8:30 Update: As we expected going into the weekend (foolishly keeping us bearish)Personal Spending is down 0.1% and last month was revised 0.1% lower as well.  PCE Core Prices came in up 0.3% (up 50% more than expected) and Personal Income was up 0.5% – WAY higher than the 0.2% DROP expected.  That means that corporate cost-cutting is on the labor side is reaching its end (running out of cheap labor).  The whisper number on Personal Spending was down 0.2% so the markets are in relief but all of the "gains" in consumer spending came from COMMODITY spending, which doesn’t do a damn thing for the real economy.  It’s a seriously flawed metric when you can jam up the cost of necessities that people have to buy and then point to the increased spending on necessities as signs of a recovery.  This is the EXACT same thing that happened last year as commodities spiked, just before the economy collapsed

A lot of the Personal Income story is thanks to the stimulus plan, signed by President Obama in February, which drove up personal current transfer receipts and provided an extra payment for the unemployed. Taxes also fell as the stimulus included tax credits.  Personal saving as a percentage of disposable personal income was 5.7% in April, the Commerce Department said. It was 4.5% in March and 4.1% in February.
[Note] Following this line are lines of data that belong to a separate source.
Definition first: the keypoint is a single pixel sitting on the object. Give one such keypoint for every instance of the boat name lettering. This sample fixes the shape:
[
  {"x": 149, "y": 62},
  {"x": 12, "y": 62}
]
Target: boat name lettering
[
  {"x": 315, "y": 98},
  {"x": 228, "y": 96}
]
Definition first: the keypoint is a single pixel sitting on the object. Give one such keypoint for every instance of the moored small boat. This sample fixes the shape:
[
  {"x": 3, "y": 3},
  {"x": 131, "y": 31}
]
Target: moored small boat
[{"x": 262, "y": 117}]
The 5.7% rate was the highest since 5.9% in February 1995; the personal savings level of $620.2 billion was the largest since records began in January 1959.  While 1959 was not a great time year to be in the markets (flat over 2 years), 1995 was the beginning of the great bull run that ended (badly) in 2000.  While I do not see anything in this data to be bullish about, I would caution against taking it as a bearish sign…
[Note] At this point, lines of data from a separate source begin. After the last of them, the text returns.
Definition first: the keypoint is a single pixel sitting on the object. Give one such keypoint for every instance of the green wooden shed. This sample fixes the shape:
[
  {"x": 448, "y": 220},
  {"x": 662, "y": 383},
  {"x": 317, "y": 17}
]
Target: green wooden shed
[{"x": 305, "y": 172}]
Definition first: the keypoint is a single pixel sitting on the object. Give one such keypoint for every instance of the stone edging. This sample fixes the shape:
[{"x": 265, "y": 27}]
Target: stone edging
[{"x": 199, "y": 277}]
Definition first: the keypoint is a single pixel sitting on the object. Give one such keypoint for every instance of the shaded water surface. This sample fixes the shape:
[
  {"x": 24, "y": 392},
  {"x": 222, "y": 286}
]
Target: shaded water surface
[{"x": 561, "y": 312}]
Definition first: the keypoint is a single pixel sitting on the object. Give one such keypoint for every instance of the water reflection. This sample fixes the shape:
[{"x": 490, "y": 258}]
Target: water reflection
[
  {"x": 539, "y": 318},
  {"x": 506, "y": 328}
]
When in doubt, we watch our technicals and the biggest technicals we have at the moment are our 40% (off the highs) lines.  Those target are (most recent level brackets):  Dow 8,413 (8,500), Nasdaq 1,717 (1,774), S&P 946 (919), NYSE 6,232 (6,004), Russell 514 (501), SOX 329 (271) and Transports 1,868 (1,766).  We noted a strange run in the transports on Friday, even as oil ran higher and higher and Dow theory says we need those transports to confirm a Dow move.  The S&P needs more than 2.5% to hit it’s mark so we’ll be looking for the RUT and NYSE to cross first but a failure here for the broader indexes will make what the Dow and the Nasdaq are doing seem a little silly!  Speaking of the Dow, TRV and CSCO are replacing GM and C, which makes no sense at all and now the Dow will be even more ridiculous than usual as an indicator of the true economy – Why was TM dissed here???

This is still a commodity rally and I hate commodity rallies for reasons I hope you have all come to appreciate over the past 2 years as they both ran up and then destroyed our markets as well as the broader economy.  This is no way to rebuild this country and it makes it very hard to get enthusiastic about this bull run, whether manipulated or not.  I would continue to urge caution and I have already indicated to members in a morning alert that we will be sticking with our short plays as it’s too early for us to join the capitulation crowd but Dow 8,600 makes an easy spot for us to go long on DIA calls as we can stop out below it and just take any upside momentum that is offered to cover our short side for now.

Be very careful out there – it’s a crazy day!